When to Use Random Search
✅ Best For
- Establishing a quick baseline
- Simple tasks like summarization
- Broad exploration of prompt space
- Low computational budget
❌ Not Ideal For
- Complex, nuanced tasks
- Directed, efficient optimization
- Tasks requiring structured prompts
- Finding the absolute best prompt
How It Works
- Variation Generation: A teacher model creates a set number of diverse rewrites of your initial prompt.
- Evaluation: Each variation is tested against your evaluation dataset.

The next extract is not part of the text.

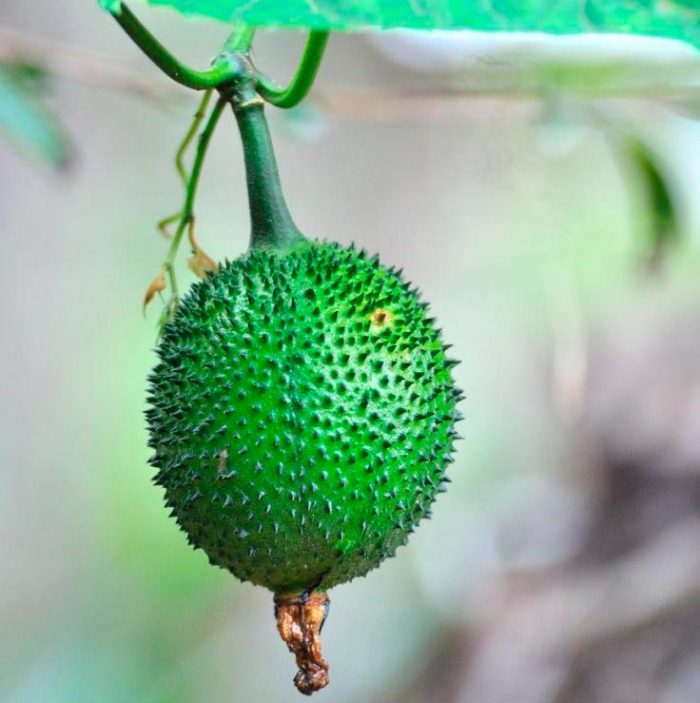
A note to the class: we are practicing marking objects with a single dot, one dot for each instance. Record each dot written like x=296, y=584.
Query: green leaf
x=28, y=125
x=679, y=19
x=665, y=230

- Selection: The variation with the highest average score is chosen as the best prompt.
1
Initialize
Start with an initial prompt template.
2
Generate Variations
Use a teacher LLM to create diverse rewrites of the prompt.
3
Evaluate All Variations
Score each new prompt against the evaluation dataset.
4
Select Best
Choose the prompt with the highest overall score.
Underlying Research
Random search is a foundational technique in hyperparameter tuning, valued for its simplicity and effectiveness in outperforming grid search.- Baseline Strength: Research like “Random Sampling as a Strong Baseline for Prompt Optimisation” shows that even simple random sampling can be highly competitive.
- Broad Applicability: It is often used as a starting point in prompt optimization toolkits and is highlighted in surveys for its ability to avoid local optima in discrete prompt spaces.